It has come up in the comments a couple of times now, so I would like to state for the record that the following is a lousy analogy of a negative feedback. As far as I know, Richard Lindzen came up with this in his speech at the recent Heartland climate sceptic conference.
The analogy is this:
In your car, the gas and brake pedals act as negative feedbacks to reduce speed when you are going too fast and increase it when you are going too slow.
(You can find Lindzen’s presentation, with that quote in it, at WUWT)
Lindzen goes on to imply that the climate models act like a car with the brake and gas pedals reversed and how crazy is that so of course the models are wrong. My head spins with the number of wacko concepts jammed into that short phrase, so I won’t get into it.
But the whole analogy is seriously flawed. The brake and gas pedals in the car are not feedbacks, they are forcings. They are the primary controls of your car’s speed. In the climate system, adding CO2 into the atmosphere is like putting pressure on the gas pedal. Volcanos spewing suphates into the statosphere are applying the brakes. These also, are primary forcings and not feedbacks (though on longer timescales the carbon cycle becomes a feedback mechanism of its own. Things can be both primary forcings and feedbacks, the difference is only in what causes it.)

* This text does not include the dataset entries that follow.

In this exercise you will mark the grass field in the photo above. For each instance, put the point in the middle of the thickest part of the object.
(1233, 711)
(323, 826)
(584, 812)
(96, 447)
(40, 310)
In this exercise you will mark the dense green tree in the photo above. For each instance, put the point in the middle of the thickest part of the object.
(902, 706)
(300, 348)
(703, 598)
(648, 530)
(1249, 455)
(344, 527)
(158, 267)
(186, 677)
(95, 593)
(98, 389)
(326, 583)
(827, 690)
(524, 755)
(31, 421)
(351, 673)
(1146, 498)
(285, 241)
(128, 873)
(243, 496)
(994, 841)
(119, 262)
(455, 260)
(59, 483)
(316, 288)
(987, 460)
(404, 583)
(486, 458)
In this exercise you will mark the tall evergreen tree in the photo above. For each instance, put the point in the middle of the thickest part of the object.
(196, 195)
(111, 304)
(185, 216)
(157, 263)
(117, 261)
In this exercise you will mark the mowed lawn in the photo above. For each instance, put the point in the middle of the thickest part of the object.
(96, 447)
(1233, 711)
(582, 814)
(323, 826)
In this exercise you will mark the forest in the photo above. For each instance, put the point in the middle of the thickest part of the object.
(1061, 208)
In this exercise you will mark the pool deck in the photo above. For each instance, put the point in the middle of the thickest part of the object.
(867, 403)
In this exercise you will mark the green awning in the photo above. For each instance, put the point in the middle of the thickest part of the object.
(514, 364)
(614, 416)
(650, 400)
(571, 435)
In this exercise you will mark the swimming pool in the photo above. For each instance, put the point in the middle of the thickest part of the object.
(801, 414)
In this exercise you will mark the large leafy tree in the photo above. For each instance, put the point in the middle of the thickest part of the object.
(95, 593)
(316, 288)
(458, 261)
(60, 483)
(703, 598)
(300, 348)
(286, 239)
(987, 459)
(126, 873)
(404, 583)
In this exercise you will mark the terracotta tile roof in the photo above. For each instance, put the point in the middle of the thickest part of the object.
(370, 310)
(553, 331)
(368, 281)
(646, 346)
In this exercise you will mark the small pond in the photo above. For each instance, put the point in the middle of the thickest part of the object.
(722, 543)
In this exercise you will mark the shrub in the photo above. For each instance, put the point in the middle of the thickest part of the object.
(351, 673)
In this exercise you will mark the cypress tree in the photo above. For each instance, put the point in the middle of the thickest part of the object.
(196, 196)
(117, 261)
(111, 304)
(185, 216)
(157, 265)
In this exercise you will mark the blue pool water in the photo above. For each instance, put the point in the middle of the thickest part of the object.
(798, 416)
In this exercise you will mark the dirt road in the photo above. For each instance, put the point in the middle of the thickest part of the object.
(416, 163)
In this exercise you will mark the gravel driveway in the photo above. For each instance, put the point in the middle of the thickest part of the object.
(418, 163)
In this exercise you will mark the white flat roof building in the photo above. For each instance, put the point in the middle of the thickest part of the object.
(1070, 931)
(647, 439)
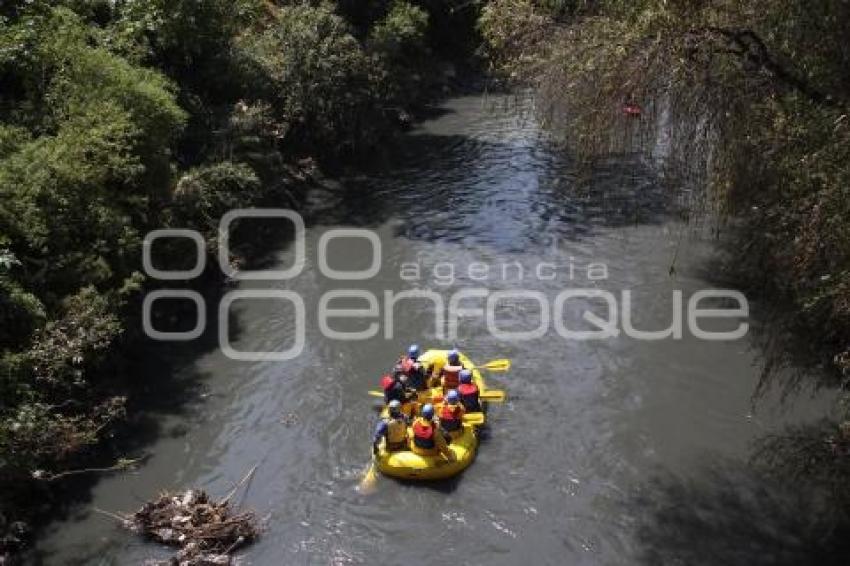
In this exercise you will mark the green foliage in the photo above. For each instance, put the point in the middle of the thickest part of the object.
(398, 44)
(204, 194)
(753, 100)
(120, 117)
(20, 313)
(401, 32)
(316, 75)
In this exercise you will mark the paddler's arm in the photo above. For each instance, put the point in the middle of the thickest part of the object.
(380, 432)
(442, 446)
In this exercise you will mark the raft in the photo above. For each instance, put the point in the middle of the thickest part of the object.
(435, 360)
(406, 464)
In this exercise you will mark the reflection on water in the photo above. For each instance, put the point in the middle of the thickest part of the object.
(604, 453)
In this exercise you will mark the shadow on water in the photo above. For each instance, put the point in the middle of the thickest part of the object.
(530, 194)
(735, 516)
(790, 362)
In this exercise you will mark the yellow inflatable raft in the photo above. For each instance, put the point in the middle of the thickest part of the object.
(405, 464)
(436, 359)
(408, 465)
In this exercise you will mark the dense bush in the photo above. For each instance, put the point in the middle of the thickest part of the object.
(753, 98)
(120, 117)
(316, 75)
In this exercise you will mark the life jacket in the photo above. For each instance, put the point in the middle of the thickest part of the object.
(451, 376)
(396, 434)
(407, 365)
(387, 382)
(468, 393)
(450, 417)
(423, 434)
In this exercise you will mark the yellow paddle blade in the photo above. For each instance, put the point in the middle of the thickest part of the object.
(498, 365)
(370, 478)
(473, 419)
(496, 395)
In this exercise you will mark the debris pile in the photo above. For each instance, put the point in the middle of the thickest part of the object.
(205, 531)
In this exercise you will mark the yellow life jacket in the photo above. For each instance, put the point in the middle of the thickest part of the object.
(396, 432)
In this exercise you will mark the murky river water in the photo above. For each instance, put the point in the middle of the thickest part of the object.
(615, 451)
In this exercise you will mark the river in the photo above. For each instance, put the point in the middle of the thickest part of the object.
(614, 451)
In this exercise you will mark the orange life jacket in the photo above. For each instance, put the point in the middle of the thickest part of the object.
(451, 417)
(468, 393)
(451, 376)
(423, 434)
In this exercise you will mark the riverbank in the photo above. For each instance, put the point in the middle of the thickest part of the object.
(635, 431)
(119, 120)
(742, 108)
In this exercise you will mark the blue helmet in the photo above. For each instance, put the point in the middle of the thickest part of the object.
(428, 411)
(453, 357)
(413, 352)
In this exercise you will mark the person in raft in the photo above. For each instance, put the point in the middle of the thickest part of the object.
(450, 374)
(451, 415)
(427, 438)
(396, 387)
(468, 392)
(393, 430)
(412, 367)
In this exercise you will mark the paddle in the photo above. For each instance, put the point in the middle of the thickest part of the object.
(503, 364)
(370, 478)
(476, 419)
(495, 395)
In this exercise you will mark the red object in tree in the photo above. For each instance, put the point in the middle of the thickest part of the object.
(631, 109)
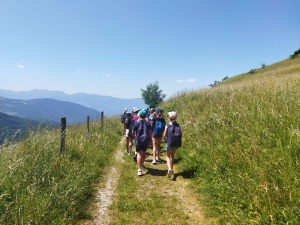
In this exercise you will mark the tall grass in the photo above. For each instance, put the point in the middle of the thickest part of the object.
(40, 186)
(243, 139)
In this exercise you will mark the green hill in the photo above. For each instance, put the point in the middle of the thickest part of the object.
(12, 127)
(242, 138)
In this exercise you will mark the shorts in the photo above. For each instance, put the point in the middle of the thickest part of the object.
(128, 133)
(157, 136)
(137, 149)
(170, 148)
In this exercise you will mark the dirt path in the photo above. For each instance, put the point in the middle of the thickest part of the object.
(119, 199)
(106, 190)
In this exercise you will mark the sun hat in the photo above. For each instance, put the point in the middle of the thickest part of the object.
(159, 110)
(142, 113)
(172, 115)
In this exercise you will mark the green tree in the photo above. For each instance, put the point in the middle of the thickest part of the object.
(152, 95)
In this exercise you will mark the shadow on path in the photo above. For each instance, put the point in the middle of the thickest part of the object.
(185, 174)
(156, 172)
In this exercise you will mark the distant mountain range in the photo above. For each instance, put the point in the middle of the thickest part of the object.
(47, 109)
(13, 128)
(110, 105)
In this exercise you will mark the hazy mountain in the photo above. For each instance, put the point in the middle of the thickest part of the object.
(14, 128)
(47, 109)
(110, 105)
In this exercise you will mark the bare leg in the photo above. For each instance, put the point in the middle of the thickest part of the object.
(154, 148)
(130, 144)
(172, 158)
(158, 147)
(141, 155)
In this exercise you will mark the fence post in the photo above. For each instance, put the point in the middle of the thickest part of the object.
(63, 125)
(88, 124)
(102, 118)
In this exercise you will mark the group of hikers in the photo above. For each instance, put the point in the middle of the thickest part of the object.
(147, 127)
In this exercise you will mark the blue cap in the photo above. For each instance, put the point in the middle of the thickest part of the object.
(159, 110)
(143, 112)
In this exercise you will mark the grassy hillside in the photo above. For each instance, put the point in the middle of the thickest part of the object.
(13, 128)
(40, 186)
(242, 138)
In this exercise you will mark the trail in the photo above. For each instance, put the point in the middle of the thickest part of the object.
(106, 190)
(153, 182)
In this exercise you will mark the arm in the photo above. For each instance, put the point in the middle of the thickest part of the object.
(165, 133)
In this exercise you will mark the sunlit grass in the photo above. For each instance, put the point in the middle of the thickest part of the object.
(243, 139)
(38, 185)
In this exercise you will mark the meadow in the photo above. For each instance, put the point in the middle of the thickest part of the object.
(38, 185)
(242, 139)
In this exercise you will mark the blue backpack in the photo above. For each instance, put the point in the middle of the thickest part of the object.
(142, 136)
(174, 135)
(158, 127)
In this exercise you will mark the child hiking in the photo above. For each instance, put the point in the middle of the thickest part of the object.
(172, 138)
(141, 133)
(128, 126)
(158, 124)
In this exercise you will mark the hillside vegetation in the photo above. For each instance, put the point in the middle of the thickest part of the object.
(38, 185)
(242, 138)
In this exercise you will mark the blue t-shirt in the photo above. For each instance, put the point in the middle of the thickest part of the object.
(137, 124)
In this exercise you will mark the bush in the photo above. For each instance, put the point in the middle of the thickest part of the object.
(296, 53)
(243, 141)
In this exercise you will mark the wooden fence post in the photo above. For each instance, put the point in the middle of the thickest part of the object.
(88, 124)
(63, 126)
(102, 118)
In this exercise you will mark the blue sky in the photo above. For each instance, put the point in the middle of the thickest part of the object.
(116, 48)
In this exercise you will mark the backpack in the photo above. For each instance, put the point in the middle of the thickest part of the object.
(130, 121)
(158, 127)
(142, 136)
(174, 135)
(123, 117)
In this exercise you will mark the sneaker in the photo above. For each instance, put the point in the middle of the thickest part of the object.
(140, 173)
(170, 173)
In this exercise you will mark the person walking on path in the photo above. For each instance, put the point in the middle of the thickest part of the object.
(158, 124)
(128, 126)
(123, 117)
(172, 138)
(141, 133)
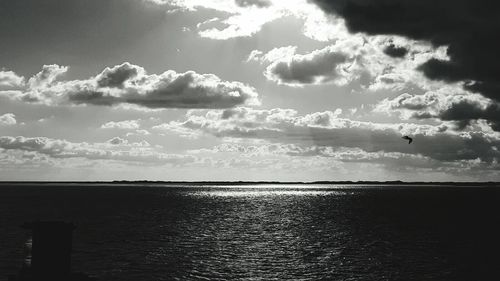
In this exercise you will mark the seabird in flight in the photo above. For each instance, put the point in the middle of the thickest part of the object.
(407, 138)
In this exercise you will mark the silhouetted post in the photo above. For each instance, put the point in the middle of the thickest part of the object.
(51, 249)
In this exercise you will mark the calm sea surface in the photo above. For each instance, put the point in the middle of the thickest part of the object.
(280, 232)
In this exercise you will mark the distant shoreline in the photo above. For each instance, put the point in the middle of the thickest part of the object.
(254, 182)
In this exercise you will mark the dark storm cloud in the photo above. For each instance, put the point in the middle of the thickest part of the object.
(464, 112)
(395, 51)
(257, 3)
(469, 27)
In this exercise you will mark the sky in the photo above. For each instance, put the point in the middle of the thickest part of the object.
(251, 90)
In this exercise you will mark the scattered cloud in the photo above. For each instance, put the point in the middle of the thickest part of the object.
(10, 79)
(129, 84)
(126, 125)
(326, 129)
(446, 105)
(115, 149)
(8, 119)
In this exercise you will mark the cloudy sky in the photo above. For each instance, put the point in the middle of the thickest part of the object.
(291, 90)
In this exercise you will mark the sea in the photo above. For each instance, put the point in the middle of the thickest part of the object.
(270, 232)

Back to the car, an actual example of a feedback would be something like air resistance. You apply pressure to the gas pedal and your speed increases. As the speed increases so does the wind resistance acting to reduce your speed, a negative feedback. A feedback is a reaction to a change in the system that itself causes additional changes. It can be reinforcing, like water vapour in the atmosphere reinforces CO2 warming, or it can be mitigating, like greater levels of infrared radiation escaping from the top of the atmophere as temperatures rise.
I can’t think of any positive feedbacks in an automobile. That doesn’t say anything about anything except automobiles. GM did not design the climate system (why do I find that thought reassuring?)
But really, it is not that tricky a concept, Richard Lindzen thinks he is talking to an audience of willing fools.